Vatandaşta ehliyeti sıfır yanlışla aldı.
Yine soruyorum bakan Şahin'e.
Trafik terörü ve her gün trafikte hayatını kaybeden yüzlerce
kişi, ehliyet sınavından geçmedi mi ?
Evlilik birliğini güçlendirmenin yolu gerçekten eğitimden mi
geçiyor ?
Bu da çok karmaşık bir konu.
Günümüzde evlilik terapistleri ciddi anlamda çoğaldı. Ve
terapiye giden çiftlerde arttı.
Ve en çok boşananlar, yine bu tür terapistlere
başvuranlar...
Burada iki sınıftan söz edilebilir.
Evlilik terapistlerine gitme bilincinde olan, bunu hayata
geçiren ve evliliği boşanma ile en çok sonuçlanan bir sınıf.
Ve; bu bilinçte olmayan, bundan faydalanamayan, kadına şiddetin,
istismarın, cinayetlerin, en çok yaşandığı sınıf.
Günah keçisi Facebook
Divorce- Online adlı hukuk firması verileri, Facebook'un boşanma
davalarının en güçlü kanıtlarından biri haline geldiğini
gösteriyor. Firmaya göre, boşanma dilekçelerinde yer alan Facebook
kelimesi, son iki yılda yüzde 50 arttı.
İnsanlar eski sevgililerine facebook yoluyla ulaşıyor. Bazen
masumca başlayan mesajlar, eşler tarafından görülebiliyor ve
boşanma nedeni olarak gösterilebiliyor.
Facebook, özellikle evliler için kritik bir platform.
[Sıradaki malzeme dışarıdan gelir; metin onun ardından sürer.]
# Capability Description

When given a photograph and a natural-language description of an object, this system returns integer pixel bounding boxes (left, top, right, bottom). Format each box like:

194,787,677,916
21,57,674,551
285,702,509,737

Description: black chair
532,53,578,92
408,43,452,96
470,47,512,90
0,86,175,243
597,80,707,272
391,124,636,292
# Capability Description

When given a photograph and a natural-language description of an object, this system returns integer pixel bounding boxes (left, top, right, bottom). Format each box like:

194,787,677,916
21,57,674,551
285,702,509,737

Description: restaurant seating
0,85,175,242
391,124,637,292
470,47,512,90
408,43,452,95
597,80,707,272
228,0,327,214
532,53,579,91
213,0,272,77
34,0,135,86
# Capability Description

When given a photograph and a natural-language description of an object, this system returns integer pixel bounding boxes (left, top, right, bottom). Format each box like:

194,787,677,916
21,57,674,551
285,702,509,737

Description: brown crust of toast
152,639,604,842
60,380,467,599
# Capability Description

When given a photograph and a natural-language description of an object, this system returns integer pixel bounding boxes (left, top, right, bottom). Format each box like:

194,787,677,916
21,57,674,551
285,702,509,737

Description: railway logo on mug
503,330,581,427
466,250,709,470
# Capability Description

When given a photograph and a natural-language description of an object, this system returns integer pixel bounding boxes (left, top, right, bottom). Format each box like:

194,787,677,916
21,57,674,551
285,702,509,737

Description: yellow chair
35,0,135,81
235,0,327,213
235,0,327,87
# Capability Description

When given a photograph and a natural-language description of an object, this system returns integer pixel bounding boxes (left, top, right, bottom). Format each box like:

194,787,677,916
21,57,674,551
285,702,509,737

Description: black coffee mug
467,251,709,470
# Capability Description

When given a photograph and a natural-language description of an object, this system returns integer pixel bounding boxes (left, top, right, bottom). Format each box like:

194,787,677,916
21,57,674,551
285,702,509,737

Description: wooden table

Boşanmaların artması, sosyal medyanın hayatın içine bu kadar
girmesiyle de doğru orantıda.
Artık çalışmayan, evde oturan bir kadın dahi, facebook üzerinden
dünya ile bağlantıya geçebiliyor. Oradaki dünyayı keşfediyor,
eşinden duymadığı güzel sözler tatminini orada yaşıyor.
Elif Şafak'ın ''Aşk'' adlı romanını okuyanlar
''Ella'' karakterini anımsayacaklardır.
Evli, çocuklu ve ailesine çok düşkün bir kadının, kendinden
kilometrelerce uzakta, görmeden ve dokunmadan aşık olduğu, daha
sonra internette masum mesajlarla başlayan,eşinden görmediği ilgi
ve sevgiyi bu kişide bulduğunu sanıp, aşkı uğruna ailesini terk
eden bir kadın anlatılıyor romanda.
Sonuç; ülkemizdeki ''Ella'' ların çoğalmaması
için, evlilik terapisi, evlilik öncesi kurs v.s. değil, evlilik
bilincinin aşılanması gerekiyor.
Kendi adıma, Facebook ve ona benzer platformları özellikle evli
çiftler için tehlikeli buluyorum.
Bakan Şahin şöyle bir öneri getirebilir;
Evlilik kurumunu kurtarma operasyonu adına, evlenecek çiftlere
bu tür platformları kullanmamalarını önerebilir. Aksi halde, tam
buradaki çatlak gitgide büyüyecektir.